X_train_ = np.reshape(X_train, (X_train.shape[0], X_train.shape[1], 1))

X_train_ = Variable(torch.from_numpy(X_train_),requires_grad=True).float()
y_train = Variable(torch.from_numpy(y_train),requires_grad=False).float()

X_test = result[row:, :-1]
y_test = result[row:, -1]

X_test_ = np.reshape(X_test, (X_test.shape[0], X_test.shape[1], 1))

X_test_ = Variable(torch.from_numpy(X_test_),requires_grad=False).float()
y_test = Variable(torch.from_numpy(y_test),requires_grad=False).float()

model = torch.nn.Sequential(
    torch.nn.Linear(1,20),
    torch.nn.LSTM(input_size = 20, hidden_size = 20,num_layers = 1,bidirectional = False),
    torch.nn.Linear(20, 1),
)
loss_fn = torch.nn.MSELoss(size_average=False)

learning_rate = 1e-4
optimizer = torch.optim.Adam(model.parameters(), lr=learning_rate)
for t in range(10):
    # Forward pass: compute predicted y by passing x to the model.
    y_pred = model(X_train_)

    # Compute and print loss.
    loss = loss_fn(y_pred, y_test)
    #print(t, loss.data[0])

    optimizer.zero_grad()

    loss.backward()

    optimizer.step()

Can anyone suggest, what I am doing wrong?

Here is the traceback: ()

File "<ipython-input-125-080466b19e66>", line 1, in <module>
    runfile('/home/saurabh/Documents/power_predict.py', wdir='/home/saurabh/Documents')

  File "/home/saurabh/anaconda2/lib/python2.7/site-packages/spyder/utils/site/sitecustomize.py", line 705, in runfile
    execfile(filename, namespace)

  File "/home/saurabh/anaconda2/lib/python2.7/site-packages/spyder/utils/site/sitecustomize.py", line 94, in execfile
    builtins.execfile(filename, *where)

  File "/home/saurabh/Documents/power_predict.py", line 73, in <module>
    y_pred = model(X_train_)

  File "/home/saurabh/anaconda2/lib/python2.7/site-packages/torch/nn/modules/module.py", line 357, in __call__
    result = self.forward(*input, **kwargs)

  File "/home/saurabh/anaconda2/lib/python2.7/site-packages/torch/nn/modules/container.py", line 67, in forward
    input = module(input)

  File "/home/saurabh/anaconda2/lib/python2.7/site-packages/torch/nn/modules/module.py", line 357, in __call__
    result = self.forward(*input, **kwargs)

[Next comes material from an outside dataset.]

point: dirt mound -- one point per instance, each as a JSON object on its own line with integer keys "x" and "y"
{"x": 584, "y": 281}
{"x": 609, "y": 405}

  File "/home/saurabh/anaconda2/lib/python2.7/site-packages/torch/nn/modules/linear.py", line 55, in forward
    return F.linear(input, self.weight, self.bias)

  File "/home/saurabh/anaconda2/lib/python2.7/site-packages/torch/nn/functional.py", line 833, in linear
    if input.dim() == 2 and bias is not None:

AttributeError: 'tuple' object has no attribute 'dim'

LSTM outputs a tuple containing output and hidden state.
Your second Linear layer tries to take this tuple as input.

Thanks for the reply @jpeg729.
So to solve that issue, I need to index out the LSTM first output and feed it to the second layer, while I am moving forward in the network,
but how can I do with the model(X_train_) directly ? as I, can’t do anything with the model declaration, as indexing with in the model declaration is not allowed.

You can’t do it with nn.Sequential, but you can do it by subclassing nn.Module and writing a custom .forward method as shown in many tutorials.